But while your mortal eyes might glaze over at the sight of such techno-jargon, mightier eyes have seen the value of Delphix’s business strategy — in a word, to save large companies (which just love paying out lots of money for professional services) time, storage costs, and productivity by taking their ginormous databases — where else? — to the cloud.
Of course, moving that massive amount of interconnected, probably sensitive data around isn’t a feat for the feeble. “Enterprise databases… can be challenging to migrate to cloud environments while running in production,” admitted Delphix CEO Jedidiah Yueh in a statement. “With our data synchronization and virtualization technologies, we deliver the right data to the right teams at a fraction of the cost and time, which can accelerate application projects by up to 500 percent while cutting hardware costs by 90 percent.”

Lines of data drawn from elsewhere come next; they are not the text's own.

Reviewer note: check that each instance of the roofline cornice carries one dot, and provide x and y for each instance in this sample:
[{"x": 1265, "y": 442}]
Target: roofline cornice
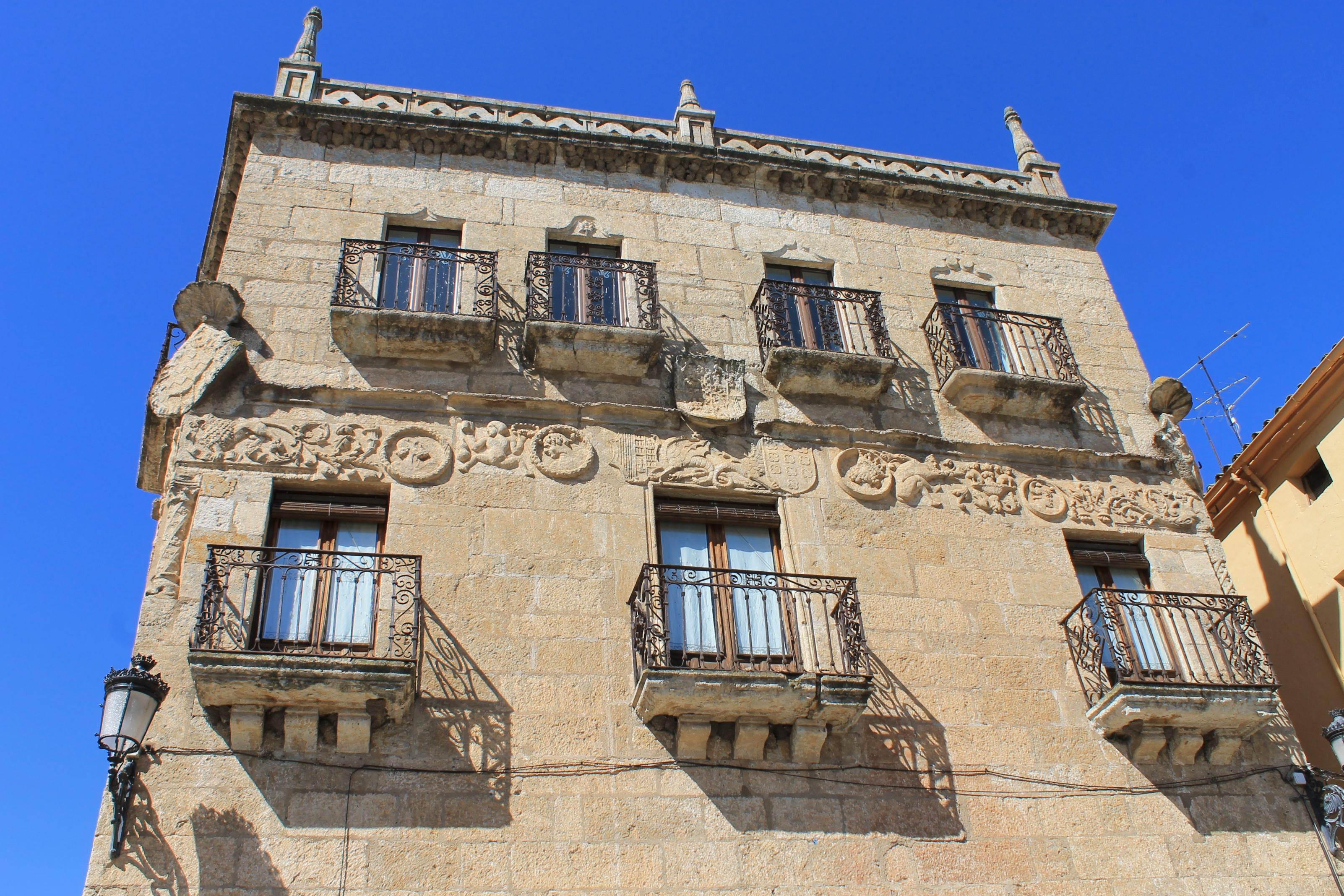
[{"x": 545, "y": 135}]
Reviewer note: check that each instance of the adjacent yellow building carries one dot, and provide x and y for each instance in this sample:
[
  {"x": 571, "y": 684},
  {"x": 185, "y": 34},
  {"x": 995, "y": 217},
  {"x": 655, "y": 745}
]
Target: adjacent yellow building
[{"x": 1281, "y": 522}]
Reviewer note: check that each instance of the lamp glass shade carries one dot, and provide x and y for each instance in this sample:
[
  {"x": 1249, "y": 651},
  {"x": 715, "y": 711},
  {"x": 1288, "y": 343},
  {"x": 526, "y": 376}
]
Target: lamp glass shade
[{"x": 127, "y": 714}]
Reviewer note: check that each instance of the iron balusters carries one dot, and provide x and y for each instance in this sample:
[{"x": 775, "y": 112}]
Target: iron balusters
[
  {"x": 738, "y": 620},
  {"x": 996, "y": 340},
  {"x": 589, "y": 289},
  {"x": 416, "y": 277},
  {"x": 823, "y": 318},
  {"x": 311, "y": 602},
  {"x": 1160, "y": 637}
]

Hence the ka-ching of the company’s 300 percent annual sales growth since its public launch in 2010.
The latest funding round was led by Jafco Ventures with participation from new investors Summit Partners and Battery Ventures as well as existing investors Greylock Partners and Lightspeed Venture Partners. All told, Delphix has now pocketed $45.5 million from Silicon Valley’s finest fat cats.
Yueh’s last startup was Avamar, a company in the equally questionably-sexy-yet-hella-lucrative backup and recovery space. Yueh ran that show for seven years then sold to tech behemoth EMC for $165 million. We’ll see if Delphix runs a similarly gold-paved course.